Tuesday, January 09, 2007

Nouveau

Nauveau. Beadwork by No Easy Beads. Pattern by Beady Boop Finishing this piece off the loom turned out be much easier than I thought. Copper findings complete the bracelet. I am very happy with the end results. My next project is to learn twisted Ndebele. I started the base last night. Today I will see if I can do the twist.

Sunday, January 07, 2007

Working the Loom

The easy part was working the pattern on loom. The hard part will for me be taking it off the loom. All those threads to knot to tie off. "oh my" Sova Enterprise has a new loom called a Versa-Loom. This loom elminates tying off and knotting the warp threads. It is adjustable for different size projects. The loom design makes it easy to work with fiber and beads. The Versa-Loom has been added to my list of things I want. I ordered two books last week from Amazon.com. American Indian Beadwork by W. Ben Hunt; J. F. I want to learn how to make a rosette. Beading in the Native American Tradition by David Dean. One of the things I hope to learn is the gourd stitch. My friend Mare taught this technique at the first ABC Beadcave in Arknasas. I was teaching a class at another table and was unable to see how it was done. My hope is to someday bead a walking stick I found on the leeve using this stitch.

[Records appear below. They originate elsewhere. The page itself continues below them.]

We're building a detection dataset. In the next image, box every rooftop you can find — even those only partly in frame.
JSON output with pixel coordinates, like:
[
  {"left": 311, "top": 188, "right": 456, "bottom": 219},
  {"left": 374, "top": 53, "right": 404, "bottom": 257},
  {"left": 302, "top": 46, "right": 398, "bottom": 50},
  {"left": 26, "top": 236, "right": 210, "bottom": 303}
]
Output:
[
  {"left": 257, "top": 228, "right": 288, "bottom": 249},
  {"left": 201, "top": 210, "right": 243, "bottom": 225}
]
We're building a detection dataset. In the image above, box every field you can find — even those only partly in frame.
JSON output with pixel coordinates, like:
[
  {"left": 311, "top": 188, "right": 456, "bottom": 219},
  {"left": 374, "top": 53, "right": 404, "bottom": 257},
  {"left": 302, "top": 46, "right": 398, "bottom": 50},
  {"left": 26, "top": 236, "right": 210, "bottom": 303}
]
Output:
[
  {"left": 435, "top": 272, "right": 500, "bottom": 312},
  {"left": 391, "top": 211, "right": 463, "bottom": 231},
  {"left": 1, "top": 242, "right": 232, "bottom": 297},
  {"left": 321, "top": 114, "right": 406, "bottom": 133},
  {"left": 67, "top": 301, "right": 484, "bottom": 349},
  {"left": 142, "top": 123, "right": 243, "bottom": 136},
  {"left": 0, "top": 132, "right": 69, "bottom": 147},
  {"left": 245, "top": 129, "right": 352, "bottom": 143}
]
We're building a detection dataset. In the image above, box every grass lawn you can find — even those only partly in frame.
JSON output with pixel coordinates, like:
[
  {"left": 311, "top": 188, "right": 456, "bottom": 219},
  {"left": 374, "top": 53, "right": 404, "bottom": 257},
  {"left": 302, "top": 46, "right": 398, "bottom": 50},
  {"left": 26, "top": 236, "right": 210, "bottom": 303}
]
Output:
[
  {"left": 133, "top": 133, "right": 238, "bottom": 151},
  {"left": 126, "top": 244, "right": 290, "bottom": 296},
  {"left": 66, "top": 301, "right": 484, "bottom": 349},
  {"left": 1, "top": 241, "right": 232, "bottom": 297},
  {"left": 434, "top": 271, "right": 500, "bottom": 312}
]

Exploring bead techniques is an important part of learning and growing in the art of beadweaving.

Thursday, January 04, 2007

The Keeper of Beads and Things

I have become a keeper of beads and things. I asked my husband when did I became a pack-rat? He said I was pretty well entrenched before we met. I thought he was making up a new word. I had to look it up: Entrenched is an objective. It has two meanings. Meaning 1#: dug in Meaning 2# estabished firmly and securely. I am entrenched in 10+ years of beads. I decided three days ago that I needed to clean and re-arrange my beadroom. My poor husband had to move the bookshelf three times before I found the right spot. I had to get the flamingo collection just right. Everywhere I looked there were boxes, containers and bowls with beads in them that needed to be put away. Everything has been put away and put back into place. Almost....I have to tackle the walk in closet next. I am happy with the way things have been re-arranged. My next bead project is to finish this loom bracelet. The pattern is by Beadyboop called Nouveau Now where did I put that loom needle?

Monday, January 01, 2007

The Beginning of 2007

This year I am not going to make any New Year's resolution. For luck and money I decided black eyed peas and cabbage were not for me. I am going to wear my rose color glasses and find peace living in New Orleans. Looking through my rose-coloured glasses, things seem more pleasant than they really are. I am nostalgic for a city I knew before the storm.